In the Joel Meyerowitz school of street photography, the trick to making your work stand out from the rest lies in understanding the “power of the frame.” He explains how in the 2012 Phaidon Press video below:
Let’s take note of his key points:
What you don’t include in the frame matters just as much as what you put in it.
It’s easy to see how what you have in your frame is largely what comprises your photograph, but don’t be quick to dismiss what you chose not to include in it as well. “What you put in and what you leave out are what determines the meaning or potential of your photograph,” Meyerowitz reminded. “But you must continue to keep in mind that there’s plenty of stuff off-stage, and what bearing the rest of the off-stage have on this.”
Consider the unspoken relationship between the subjects and elements that you photograph.

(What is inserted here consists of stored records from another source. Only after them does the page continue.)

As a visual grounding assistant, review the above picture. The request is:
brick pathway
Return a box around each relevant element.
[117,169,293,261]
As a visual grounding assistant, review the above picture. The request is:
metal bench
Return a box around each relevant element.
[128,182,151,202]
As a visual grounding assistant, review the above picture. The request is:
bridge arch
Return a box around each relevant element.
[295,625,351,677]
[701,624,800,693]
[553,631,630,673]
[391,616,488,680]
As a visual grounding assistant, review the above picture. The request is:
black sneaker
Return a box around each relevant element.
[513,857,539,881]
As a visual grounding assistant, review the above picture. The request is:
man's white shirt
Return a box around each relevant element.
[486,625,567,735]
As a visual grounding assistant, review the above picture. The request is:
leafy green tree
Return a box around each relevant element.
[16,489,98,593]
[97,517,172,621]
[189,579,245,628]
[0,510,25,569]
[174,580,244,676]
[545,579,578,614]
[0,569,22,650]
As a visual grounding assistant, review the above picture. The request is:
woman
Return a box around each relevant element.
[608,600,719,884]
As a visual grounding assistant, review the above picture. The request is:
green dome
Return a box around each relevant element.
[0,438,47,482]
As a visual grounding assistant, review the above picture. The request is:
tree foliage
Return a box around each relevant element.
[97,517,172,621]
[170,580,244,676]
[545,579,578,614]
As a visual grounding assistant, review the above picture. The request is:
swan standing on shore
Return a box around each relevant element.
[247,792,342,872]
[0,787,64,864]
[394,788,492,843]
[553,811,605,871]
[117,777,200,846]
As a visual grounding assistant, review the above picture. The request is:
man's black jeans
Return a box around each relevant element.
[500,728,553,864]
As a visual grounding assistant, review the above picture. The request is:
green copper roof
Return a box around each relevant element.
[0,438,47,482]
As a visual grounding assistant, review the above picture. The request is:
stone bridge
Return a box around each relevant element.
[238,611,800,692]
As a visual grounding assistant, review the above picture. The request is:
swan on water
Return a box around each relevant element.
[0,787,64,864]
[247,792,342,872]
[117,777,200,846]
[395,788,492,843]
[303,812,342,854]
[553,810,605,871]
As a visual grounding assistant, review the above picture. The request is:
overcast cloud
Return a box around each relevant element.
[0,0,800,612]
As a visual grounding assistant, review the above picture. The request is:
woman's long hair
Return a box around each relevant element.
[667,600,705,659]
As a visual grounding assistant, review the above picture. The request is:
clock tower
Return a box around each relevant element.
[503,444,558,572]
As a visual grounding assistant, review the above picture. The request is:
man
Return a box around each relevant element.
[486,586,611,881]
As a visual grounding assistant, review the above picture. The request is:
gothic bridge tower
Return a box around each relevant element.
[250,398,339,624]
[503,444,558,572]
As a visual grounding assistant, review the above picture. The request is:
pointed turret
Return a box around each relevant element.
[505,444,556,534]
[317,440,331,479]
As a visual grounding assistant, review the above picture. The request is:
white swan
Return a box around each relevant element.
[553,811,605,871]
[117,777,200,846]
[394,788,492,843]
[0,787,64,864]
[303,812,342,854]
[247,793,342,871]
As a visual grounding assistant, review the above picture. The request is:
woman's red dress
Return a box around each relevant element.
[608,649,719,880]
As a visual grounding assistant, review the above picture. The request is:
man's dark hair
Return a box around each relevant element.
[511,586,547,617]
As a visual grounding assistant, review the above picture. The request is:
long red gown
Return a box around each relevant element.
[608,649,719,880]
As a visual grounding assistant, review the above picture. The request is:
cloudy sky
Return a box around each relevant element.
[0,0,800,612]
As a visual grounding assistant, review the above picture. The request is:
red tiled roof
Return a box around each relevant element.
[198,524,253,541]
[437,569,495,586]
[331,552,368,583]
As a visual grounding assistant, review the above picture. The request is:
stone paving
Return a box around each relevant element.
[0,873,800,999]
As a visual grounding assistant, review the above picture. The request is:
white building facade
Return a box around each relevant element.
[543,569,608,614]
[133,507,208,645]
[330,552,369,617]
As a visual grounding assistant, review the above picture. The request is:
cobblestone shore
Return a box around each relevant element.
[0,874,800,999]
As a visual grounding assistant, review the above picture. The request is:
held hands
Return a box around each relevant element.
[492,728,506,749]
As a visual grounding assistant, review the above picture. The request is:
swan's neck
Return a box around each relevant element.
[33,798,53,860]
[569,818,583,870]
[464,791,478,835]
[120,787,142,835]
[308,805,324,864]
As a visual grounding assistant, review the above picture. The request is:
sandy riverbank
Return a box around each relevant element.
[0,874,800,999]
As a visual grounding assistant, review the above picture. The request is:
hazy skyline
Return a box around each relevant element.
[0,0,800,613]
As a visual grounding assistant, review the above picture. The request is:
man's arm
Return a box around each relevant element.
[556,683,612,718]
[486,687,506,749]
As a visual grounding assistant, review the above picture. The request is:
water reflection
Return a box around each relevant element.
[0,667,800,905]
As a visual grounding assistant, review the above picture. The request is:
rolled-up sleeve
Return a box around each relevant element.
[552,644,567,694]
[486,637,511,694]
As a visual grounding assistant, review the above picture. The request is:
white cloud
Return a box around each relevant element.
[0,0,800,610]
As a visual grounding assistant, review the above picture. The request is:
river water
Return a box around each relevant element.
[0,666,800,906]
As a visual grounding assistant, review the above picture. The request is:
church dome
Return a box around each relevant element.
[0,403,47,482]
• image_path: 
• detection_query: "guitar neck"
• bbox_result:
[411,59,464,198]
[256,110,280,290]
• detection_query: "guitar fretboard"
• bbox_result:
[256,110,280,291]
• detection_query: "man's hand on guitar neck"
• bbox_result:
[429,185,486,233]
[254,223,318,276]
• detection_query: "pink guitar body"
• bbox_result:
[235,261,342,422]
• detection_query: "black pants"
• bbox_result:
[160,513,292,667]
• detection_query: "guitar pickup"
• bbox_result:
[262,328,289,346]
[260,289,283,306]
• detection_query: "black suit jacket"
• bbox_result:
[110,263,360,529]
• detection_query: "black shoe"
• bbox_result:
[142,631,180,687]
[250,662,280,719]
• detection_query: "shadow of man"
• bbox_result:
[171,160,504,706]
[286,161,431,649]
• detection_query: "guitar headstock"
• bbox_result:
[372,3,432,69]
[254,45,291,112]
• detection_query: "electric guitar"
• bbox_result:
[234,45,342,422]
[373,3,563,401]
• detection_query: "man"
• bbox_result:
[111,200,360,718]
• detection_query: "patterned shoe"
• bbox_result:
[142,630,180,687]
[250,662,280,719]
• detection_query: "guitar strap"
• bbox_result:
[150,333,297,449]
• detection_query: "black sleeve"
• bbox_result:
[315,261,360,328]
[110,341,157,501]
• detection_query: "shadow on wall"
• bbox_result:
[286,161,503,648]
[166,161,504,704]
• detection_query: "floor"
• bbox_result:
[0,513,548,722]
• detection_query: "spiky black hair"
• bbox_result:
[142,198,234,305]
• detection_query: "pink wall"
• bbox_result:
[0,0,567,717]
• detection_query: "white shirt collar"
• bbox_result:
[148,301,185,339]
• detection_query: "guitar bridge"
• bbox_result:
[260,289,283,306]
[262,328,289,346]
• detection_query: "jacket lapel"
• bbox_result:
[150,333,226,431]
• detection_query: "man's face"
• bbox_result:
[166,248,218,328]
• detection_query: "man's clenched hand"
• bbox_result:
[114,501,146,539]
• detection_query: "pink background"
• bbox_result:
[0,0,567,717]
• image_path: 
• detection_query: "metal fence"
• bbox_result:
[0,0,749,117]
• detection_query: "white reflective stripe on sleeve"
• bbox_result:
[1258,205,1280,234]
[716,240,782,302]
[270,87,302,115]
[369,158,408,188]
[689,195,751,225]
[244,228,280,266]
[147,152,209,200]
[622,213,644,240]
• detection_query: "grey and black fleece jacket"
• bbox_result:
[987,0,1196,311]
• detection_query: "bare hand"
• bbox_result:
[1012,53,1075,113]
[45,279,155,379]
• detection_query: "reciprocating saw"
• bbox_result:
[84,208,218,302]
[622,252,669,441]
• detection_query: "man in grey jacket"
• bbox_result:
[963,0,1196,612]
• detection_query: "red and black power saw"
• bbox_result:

On his own photographs, Meyerowitz revealed that his “interest, all along, has not been in identifying a singular thing, but in photographing the relationship between things.” This, he added, was made possible by his choice to see what’s in and out of the scene he’s photographing. An interesting perspective on creating contexts, if you ask me, and something worth trying for your own style or project, especially street photography.
Don’t simply make “copies” of what you photograph.
Focusing on singular subjects may get you the shot that you want (for all intents and purposes), but Meyerowitz believes that this is just making “copies.” By exploring your own vision of the “ephemeral connection between unrelated things”, he suggests it can increase your chances of creating a humanistic narrative that is your own.
Some of us may be used to the notion of limiting our visual narratives to what makes it on our frames. But in this video, Joel Meyerowitz suggests training to become a “binocular” street snapper, with the foresight to create images that make viewers want to know the story outside the frame.